How do you solve the following system: #x-y=3 , 4x-5y-23=0 #?

1 Answer
Mar 15, 2016

#-4*(x - y) = -4*3#
+#4x - 5y = 23#


#-y = 11 or y = -11#

#-5(x - y) = -5*3#
+#4x - 5y = 23#


#-x = 8 or x = -8#

Therefore, #x = -8# and #y = - 11#

Explanation:

To solve this problem, you must first solve for one variable (#x#) and then the other (#y#).
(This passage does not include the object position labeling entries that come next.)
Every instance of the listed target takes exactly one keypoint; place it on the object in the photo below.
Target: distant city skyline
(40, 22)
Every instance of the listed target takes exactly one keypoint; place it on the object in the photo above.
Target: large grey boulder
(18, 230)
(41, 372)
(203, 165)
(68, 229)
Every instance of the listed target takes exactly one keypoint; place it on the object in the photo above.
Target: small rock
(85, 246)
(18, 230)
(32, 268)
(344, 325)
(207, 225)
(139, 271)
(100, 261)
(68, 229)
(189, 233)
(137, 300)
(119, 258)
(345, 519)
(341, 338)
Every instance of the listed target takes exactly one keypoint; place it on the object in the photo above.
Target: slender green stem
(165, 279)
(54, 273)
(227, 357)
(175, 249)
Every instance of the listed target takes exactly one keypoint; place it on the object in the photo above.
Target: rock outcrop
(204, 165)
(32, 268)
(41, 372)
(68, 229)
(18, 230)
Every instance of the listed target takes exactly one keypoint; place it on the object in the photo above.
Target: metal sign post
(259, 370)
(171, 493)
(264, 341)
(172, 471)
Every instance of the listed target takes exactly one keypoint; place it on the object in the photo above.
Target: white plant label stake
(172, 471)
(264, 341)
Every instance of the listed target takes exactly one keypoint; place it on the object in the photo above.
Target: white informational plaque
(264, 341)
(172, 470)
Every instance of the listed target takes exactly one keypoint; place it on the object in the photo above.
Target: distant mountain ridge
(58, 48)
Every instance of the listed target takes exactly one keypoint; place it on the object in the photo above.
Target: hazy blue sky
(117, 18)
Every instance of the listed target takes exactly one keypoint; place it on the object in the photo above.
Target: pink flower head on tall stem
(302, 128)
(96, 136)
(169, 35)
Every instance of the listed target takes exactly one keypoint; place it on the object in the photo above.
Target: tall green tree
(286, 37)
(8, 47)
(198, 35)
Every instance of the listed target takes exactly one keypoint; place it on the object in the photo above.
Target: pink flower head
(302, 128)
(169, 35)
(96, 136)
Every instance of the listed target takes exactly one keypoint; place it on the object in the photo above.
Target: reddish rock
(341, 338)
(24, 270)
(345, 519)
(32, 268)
To solve for #y#, we eliminate the #x# variable by multiplying the first equation by -4 on both sides:

#-4(x - y) = -4*3# ----> #-4x +4y = -12#

Then we add the two equations:

#-4x + 4y = -12#
+#4x - 5y = 23#

This gives us #(-4x + 4x) + (4y - 5y) = (23-12)# = #-y = 11# or #y = -11#

To solve for #x# we then eliminate the #y# variable by multiplying the first equation by -5 on both sides:

#-5(x - y) = -5*3# ----> #-5x + 5y = -15#

Then we add the two equations:

#-5x + 5y = -15#
+ #4x - 5y = 23#

This gives us #(-5x + 4x) + (5y - 5y) = 8# = #-x = 8# or #x = -8#

You can check the answer by substituting -8 for #x# and -11 for #y#, and you will find that both equations are satisfied.